Bank rescue fund deal unlikely this year, says Kenny

Issue to be negotiated ‘towards end of year and into next year’, says Taoiseach

Taoiseach Enda Kenny with moderator Peter Spiegel (left) and Antonis Samaras of Greece, Valdis Dombrovskis of Latvia and Jyrki Katainen of Finland at the Economic Ideas Forum in Helsinki on Friday. Photograph: Reuters

Taoiseach Enda Kenny with moderator Peter Spiegel (left) and Antonis Samaras of Greece, Valdis Dombrovskis of Latvia and Jyrki Katainen of Finland at the Economic Ideas Forum in Helsinki on Friday. Photograph: Reuters

Sat, Jun 8, 2013, 09:50


Taoiseach Enda Kenny has conceded that a concrete agreement on investment into AIB and Bank of Ireland by the new European rescue fund is unlikely this year, amid increasing resistance by euro zone member states towards the move.

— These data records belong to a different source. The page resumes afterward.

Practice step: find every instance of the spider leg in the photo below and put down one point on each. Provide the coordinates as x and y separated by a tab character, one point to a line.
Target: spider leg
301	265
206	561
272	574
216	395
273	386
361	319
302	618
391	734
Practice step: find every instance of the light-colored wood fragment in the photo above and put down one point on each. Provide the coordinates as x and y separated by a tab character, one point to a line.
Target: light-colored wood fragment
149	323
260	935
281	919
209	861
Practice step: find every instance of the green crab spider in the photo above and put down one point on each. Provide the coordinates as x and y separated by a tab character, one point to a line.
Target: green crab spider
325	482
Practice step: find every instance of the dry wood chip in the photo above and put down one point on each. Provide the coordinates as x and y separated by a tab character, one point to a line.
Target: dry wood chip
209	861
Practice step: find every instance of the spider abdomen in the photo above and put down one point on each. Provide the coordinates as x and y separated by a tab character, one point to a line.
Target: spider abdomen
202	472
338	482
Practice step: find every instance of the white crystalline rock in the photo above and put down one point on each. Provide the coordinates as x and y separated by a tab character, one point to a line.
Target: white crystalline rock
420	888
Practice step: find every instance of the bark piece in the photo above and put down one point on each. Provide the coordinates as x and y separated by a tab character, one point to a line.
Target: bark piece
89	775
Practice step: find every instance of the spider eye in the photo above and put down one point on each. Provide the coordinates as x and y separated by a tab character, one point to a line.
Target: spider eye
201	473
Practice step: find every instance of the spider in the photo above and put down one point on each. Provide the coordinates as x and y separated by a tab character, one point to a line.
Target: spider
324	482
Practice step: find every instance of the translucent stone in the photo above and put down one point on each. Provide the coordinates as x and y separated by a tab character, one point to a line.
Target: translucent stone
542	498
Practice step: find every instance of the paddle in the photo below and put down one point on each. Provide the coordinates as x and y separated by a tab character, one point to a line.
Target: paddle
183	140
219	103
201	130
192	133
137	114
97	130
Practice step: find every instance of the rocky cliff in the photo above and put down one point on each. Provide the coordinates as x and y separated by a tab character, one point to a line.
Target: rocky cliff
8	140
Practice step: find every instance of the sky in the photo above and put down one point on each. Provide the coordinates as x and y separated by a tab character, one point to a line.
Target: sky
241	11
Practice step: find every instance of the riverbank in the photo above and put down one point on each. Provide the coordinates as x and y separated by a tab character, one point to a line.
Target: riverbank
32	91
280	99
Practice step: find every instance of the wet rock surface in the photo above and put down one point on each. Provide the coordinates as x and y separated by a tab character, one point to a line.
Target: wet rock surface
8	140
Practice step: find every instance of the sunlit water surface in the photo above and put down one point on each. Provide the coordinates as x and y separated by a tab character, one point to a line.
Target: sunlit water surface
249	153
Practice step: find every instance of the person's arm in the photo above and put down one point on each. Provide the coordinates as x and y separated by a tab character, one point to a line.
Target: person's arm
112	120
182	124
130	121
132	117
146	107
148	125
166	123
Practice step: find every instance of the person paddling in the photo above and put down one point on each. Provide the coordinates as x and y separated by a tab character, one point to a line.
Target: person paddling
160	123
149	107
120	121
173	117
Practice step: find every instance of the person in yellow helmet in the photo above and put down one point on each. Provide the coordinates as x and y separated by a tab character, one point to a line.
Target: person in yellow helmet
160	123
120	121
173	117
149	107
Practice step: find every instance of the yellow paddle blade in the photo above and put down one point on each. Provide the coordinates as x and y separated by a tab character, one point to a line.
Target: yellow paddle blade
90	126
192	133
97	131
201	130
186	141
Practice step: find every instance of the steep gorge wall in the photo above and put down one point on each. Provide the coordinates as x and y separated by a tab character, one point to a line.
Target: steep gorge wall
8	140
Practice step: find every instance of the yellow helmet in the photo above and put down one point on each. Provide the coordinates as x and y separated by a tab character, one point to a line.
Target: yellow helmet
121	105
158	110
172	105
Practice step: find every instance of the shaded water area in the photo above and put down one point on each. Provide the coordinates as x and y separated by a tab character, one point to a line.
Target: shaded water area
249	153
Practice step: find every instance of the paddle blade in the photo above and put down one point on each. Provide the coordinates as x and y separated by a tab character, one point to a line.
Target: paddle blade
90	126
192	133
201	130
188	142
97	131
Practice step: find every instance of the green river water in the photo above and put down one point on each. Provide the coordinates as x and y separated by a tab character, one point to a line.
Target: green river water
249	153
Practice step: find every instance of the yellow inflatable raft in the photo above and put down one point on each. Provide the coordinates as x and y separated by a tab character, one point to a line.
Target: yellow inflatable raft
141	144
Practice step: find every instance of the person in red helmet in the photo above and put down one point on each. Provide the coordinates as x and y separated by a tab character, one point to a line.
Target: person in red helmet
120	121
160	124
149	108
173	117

Dublin has consistently argued that the euro zone’s rescue fund, the ESM, should be used to retrospectively directly recapitalise banks, which would allow the State to recoup some of the funds it put into AIB and Bank of Ireland.

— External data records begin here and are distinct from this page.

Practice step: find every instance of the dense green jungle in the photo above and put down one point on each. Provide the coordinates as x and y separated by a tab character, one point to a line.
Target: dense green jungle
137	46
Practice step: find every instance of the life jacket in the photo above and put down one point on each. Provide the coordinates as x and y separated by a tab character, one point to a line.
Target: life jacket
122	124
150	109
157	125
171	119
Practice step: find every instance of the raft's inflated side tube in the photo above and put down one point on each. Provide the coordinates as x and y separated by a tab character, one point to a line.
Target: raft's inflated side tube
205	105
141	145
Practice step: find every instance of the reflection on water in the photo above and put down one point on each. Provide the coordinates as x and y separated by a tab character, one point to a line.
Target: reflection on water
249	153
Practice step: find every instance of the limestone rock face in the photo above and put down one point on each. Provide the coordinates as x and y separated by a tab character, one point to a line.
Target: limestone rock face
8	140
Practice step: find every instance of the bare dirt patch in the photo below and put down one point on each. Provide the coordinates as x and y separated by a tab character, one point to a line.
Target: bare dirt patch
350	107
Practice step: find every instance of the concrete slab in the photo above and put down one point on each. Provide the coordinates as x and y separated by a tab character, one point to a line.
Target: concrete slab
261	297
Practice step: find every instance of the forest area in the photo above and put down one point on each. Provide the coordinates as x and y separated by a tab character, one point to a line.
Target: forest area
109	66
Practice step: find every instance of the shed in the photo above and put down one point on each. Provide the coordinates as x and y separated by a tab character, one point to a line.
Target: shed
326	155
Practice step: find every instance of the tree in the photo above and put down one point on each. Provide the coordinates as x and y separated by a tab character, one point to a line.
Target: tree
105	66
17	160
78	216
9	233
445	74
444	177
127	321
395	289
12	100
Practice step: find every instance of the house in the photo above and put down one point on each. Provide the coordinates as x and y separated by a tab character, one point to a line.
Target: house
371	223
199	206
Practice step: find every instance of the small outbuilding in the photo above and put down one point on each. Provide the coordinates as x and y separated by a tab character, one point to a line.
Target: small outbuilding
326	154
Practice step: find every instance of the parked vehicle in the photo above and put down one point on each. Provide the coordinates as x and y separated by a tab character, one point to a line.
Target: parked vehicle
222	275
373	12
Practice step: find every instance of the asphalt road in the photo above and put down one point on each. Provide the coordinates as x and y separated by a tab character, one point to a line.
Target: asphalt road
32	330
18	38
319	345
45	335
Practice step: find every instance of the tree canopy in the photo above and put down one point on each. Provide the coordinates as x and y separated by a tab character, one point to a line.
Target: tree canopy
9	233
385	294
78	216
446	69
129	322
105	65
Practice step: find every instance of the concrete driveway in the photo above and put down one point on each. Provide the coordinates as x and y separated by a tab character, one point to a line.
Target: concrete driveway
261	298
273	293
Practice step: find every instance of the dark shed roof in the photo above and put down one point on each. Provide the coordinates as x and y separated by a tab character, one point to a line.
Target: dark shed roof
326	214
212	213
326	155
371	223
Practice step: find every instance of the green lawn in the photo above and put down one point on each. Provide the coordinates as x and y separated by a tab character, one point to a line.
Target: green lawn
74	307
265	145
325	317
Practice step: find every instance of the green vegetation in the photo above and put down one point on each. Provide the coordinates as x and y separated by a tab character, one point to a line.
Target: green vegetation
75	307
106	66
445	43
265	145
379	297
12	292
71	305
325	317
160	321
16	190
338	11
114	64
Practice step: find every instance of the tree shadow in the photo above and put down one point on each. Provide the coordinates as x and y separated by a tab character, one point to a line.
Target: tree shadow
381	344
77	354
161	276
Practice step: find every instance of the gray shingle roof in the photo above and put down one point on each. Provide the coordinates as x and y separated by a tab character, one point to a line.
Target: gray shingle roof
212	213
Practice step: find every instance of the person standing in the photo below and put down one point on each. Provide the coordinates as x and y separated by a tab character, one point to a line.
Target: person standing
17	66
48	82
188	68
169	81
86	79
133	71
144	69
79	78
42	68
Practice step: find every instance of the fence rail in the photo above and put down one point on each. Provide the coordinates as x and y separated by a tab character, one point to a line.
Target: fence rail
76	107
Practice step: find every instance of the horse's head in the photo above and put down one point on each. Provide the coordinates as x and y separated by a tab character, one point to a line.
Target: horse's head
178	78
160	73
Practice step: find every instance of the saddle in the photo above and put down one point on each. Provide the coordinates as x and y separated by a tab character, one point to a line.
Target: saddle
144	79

But senior EU sources have said the prospect of retrospective direct recapitalisation of banks is becoming increasingly remote, amid strong opposition to the move in Brussels.

Speaking in Helsinki yesterday where he met Finnish prime minister Jyrki Katainen, the Taoiseach said the issue would be a matter of discussion and negotiation “towards the end of the year and into next year”. “We are not in a position to give a date for delivery, that is an issue still up ahead of us in terms of negotiation and discussion.”

Ireland had used its presidency of the Council of the European Union to work through the preconditions to such a step but the issue of “legacy debt is one for the future”, he said.

While the ESM had not been expected to begin directly recapitalising banks until a new supervisory mechanism for Europe’s banks is up and running next year, a decision on whether the fund could be used “retroactively” was expected to be agreed at a meeting of euro zone finance ministers later this month. The meeting will be the final euro zone finance ministers’ meeting of the Irish presidency.

However, EU sources say an imminent decision on the principle of retroactivity is increasingly unlikely, in part due to a joint Franco-German document published last week which called on the operational criteria for the ESM to be finalised in tandem with other banking directives, potentially delaying any decision. Mr Katainen said yesterday while the direct recapitalisation issue would be on the agenda for June, he was “not sure we can decide anything precise”.

Commitment
Direct recapitalisation of banks by the ESM was one of the cornerstones of the commitment by EU leaders at last June’s summit to break the link between sovereign and banking debt. But a year after the commitment, political agreement on how the fund’s direct recapitalisation instrument should operate has remained elusive.

Mr Kenny said yesterday the June summit’s conclusions were “clear, unequivocal and have not changed”.

Finland, along with Germany and the Netherlands, has been one of the strongest opponents of the principle of retroactivity, arguing in a joint statement last September that legacy assets should not be included in the ESM’s remit.

Mr Katainen said his government’s reluctance to rush into bank recapitalisation, a position shared by Berlin and other capitals, was not directed personally at Dublin.

Finland was concerned, he said, by the consequences of allowing the ESM bailout fund to recapitalise bank legacy assets before knowing how much public money for EU banks would be required.